Download filtered occurrence data from FinBIF as a data.frame
.
Usage
finbif_occurrence(
...,
filter = NULL,
select = NULL,
order_by = NULL,
aggregate = "none",
sample = FALSE,
n = 10,
page = 1,
count_only = FALSE,
quiet = getOption("finbif_hide_progress"),
cache = getOption("finbif_use_cache"),
dwc = FALSE,
date_time_method = NULL,
check_taxa = TRUE,
on_check_fail = c("warn", "error"),
tzone = getOption("finbif_tz"),
locale = getOption("finbif_locale"),
seed = NULL,
drop_na = FALSE,
aggregate_counts = TRUE,
exclude_na = FALSE,
unlist = FALSE,
facts = NULL,
duplicates = FALSE,
filter_col = NULL,
restricted_api = NULL
)
Arguments
- ...
Character vectors or list of character vectors. Taxa of records to download.
- filter
List of named character vectors. Filters to apply to records.
- select
Character vector. Variables to return. If not specified, a default set of commonly used variables will be used. Use
"default_vars"
as a shortcut for this set. Variables can be deselected by prepending a-
to the variable name. If only deselects are specified the default set of variables without the deselection will be returned.- order_by
Character vector. Variables to order records by before they are returned. Most, though not all, variables can be used to order records before they are returned. Ordering is ascending by default. To return in descending order append a
-
to the front of the variable (e.g.,"-date_start"
). Default order is"-date_start"
>"-load_data"
>"reported_name"
.- aggregate
Character. If
"none"
(default), returns full records. If one or more of"records"
,"species"
,"taxa"
,"individuals"
,"pairs"
,"events"
or"documents"
; aggregates combinations of the selected variables by counting records, species, taxa, individuals or events or documents. Aggregation by events or documents cannot be done in combination with any of the other aggregation types.- sample
Logical. If
TRUE
randomly sample the records from the FinBIF database.- n
Integer. How many records to download/import.
- page
Integer. Which page of records to start downloading from.
- count_only
Logical. Only return the number of records available.
- quiet
Logical. Suppress the progress indicator for multipage downloads. Defaults to value of option
finbif_hide_progress
.- cache
Logical or Integer. If
TRUE
or a number greater than zero, then data-caching will be used. If not logical then the cache will be invalidated after the number of hours indicated by the argument. If a length one vector is used, its value will only apply to caching occurrence records. If the value is length two, then the second element will determine how metadata is cached.- dwc
Logical. Use Darwin Core (or Darwin Core style) variable names.
- date_time_method
Character. Passed to
lutz::tz_lookup_coords()
whendate_time
and/orduration
variables have been selected. Default is"fast"
when less than 100,000 records are requested and"none"
when more.

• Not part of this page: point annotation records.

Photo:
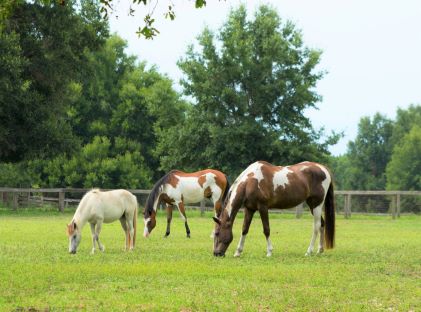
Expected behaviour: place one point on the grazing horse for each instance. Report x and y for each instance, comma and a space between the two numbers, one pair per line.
98, 207
179, 188
263, 186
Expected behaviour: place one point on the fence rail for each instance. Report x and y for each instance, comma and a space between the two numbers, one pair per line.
347, 202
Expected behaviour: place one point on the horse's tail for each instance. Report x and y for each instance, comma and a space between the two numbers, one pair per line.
135, 223
330, 218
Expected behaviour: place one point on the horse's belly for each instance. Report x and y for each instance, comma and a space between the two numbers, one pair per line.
111, 215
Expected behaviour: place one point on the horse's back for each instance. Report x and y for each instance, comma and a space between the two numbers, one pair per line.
111, 205
284, 186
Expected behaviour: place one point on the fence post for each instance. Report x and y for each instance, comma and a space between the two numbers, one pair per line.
299, 211
348, 206
61, 201
15, 200
202, 208
398, 205
393, 207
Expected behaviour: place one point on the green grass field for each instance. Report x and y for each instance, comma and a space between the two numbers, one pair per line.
376, 265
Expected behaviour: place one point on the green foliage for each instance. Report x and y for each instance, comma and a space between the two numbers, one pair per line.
404, 169
370, 153
383, 155
43, 51
250, 97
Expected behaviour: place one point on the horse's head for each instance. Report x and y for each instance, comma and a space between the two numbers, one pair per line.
150, 223
223, 235
74, 234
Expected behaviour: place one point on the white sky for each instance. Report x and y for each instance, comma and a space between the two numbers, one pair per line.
371, 50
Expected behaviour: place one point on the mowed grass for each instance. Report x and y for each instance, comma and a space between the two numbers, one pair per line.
376, 265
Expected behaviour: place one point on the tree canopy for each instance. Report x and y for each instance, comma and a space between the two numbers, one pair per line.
251, 83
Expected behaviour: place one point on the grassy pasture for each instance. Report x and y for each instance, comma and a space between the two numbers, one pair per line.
376, 265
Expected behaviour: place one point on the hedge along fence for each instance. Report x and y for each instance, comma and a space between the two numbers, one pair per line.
347, 202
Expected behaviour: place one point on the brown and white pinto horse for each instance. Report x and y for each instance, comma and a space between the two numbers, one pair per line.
179, 188
263, 186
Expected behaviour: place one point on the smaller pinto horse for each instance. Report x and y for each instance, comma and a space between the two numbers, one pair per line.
263, 186
98, 207
179, 188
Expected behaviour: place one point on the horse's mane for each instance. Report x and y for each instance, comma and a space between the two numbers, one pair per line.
224, 196
155, 192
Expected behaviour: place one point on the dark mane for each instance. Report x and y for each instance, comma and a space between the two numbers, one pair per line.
155, 192
224, 196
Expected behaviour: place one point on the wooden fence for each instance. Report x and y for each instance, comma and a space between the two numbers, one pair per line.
17, 195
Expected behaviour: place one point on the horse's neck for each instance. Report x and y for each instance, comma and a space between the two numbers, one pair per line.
80, 218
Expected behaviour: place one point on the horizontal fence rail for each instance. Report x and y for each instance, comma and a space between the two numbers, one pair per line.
347, 202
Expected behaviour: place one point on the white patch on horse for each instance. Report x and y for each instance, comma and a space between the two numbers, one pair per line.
255, 169
327, 180
280, 178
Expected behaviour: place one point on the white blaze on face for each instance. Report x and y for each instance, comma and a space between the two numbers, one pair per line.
304, 168
255, 169
280, 178
325, 182
145, 230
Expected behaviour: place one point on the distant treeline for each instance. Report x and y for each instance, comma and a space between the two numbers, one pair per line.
77, 111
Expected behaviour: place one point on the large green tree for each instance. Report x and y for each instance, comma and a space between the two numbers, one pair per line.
44, 47
251, 83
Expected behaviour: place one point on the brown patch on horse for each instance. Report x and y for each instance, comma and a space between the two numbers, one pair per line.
201, 180
166, 199
207, 192
71, 229
173, 180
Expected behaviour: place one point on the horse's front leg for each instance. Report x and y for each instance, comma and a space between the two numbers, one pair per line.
248, 216
97, 232
317, 223
126, 232
169, 218
181, 208
264, 215
217, 207
93, 237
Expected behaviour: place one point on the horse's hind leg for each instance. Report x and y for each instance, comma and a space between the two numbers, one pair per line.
97, 231
130, 229
169, 218
180, 206
248, 216
317, 225
322, 237
93, 237
126, 232
264, 215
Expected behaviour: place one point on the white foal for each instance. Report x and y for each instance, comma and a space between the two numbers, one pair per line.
98, 207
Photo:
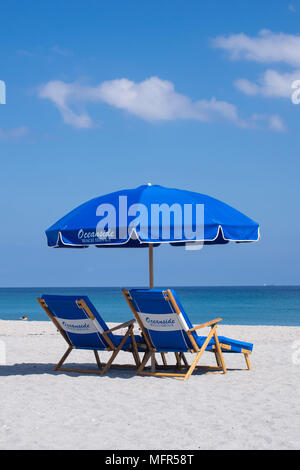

Using method"none"
assumes all records are in timezone "Europe/Helsinki", Usedate_time_method = "accurate"
(requires packagesf
) for greater accuracy at the cost of slower computation.- check_taxa
Logical. Check first that taxa are in the FinBIF database. If true only records that match known taxa (have a valid taxon ID) are returned.
- on_check_fail
Character. What to do if a taxon is found not valid. One of
"warn"
(default) or"error"
.- tzone
Character. If
date_time
has been selected the timezone of the outputted date-time. Defaults to system timezone.- locale
Character. One of the supported two-letter ISO 639-1 language codes. Current supported languages are English, Finnish and Swedish. For data where more than one language is available the language denoted by
locale
will be preferred while falling back to the other languages in the order indicated above.- seed
Integer. Set a seed for randomly sampling records.
- drop_na
Logical. A vector indicating which columns to check for missing data. Values recycled to the number of columns. Defaults to all columns.
- aggregate_counts
Logical. Should count variables be returned when using aggregation.
- exclude_na
Logical. Should records where all selected variables have non-NA values only be returned.
- unlist
Logical. Should variables that contain non atomic data be concatenated into a string separated by ";"?
- facts
Character vector. Extra variables to be extracted from record, event and document "facts".
- duplicates
Logical. If
TRUE
, allow duplicate records/aggregated records when making multi-filter set requests. IfFALSE
(default) duplicate records are removed.- filter_col
Character. The name of a column, with values derived from the names of the filter sets used when using multiple filters, to include when using multiple filter sets. If
NULL
(default), no column is included.- restricted_api
Character. If using a restricted data API token in addition to a personal access token, a string indicating the name of an environment variable storing the restricted data API token.
Examples
if (FALSE) { # \dontrun{
# Get recent occurrence data for taxon
finbif_occurrence("Cygnus cygnus")
# Specify the number of records
finbif_occurrence("Cygnus cygnus", n = 100)
# Get multiple taxa
finbif_occurrence("Cygnus cygnus", "Ursus arctos")
# Filter the records
finbif_occurrence(
species = "Cygnus cygnus",
filter = list(coordinate_accuracy_max = 100)
)
} # }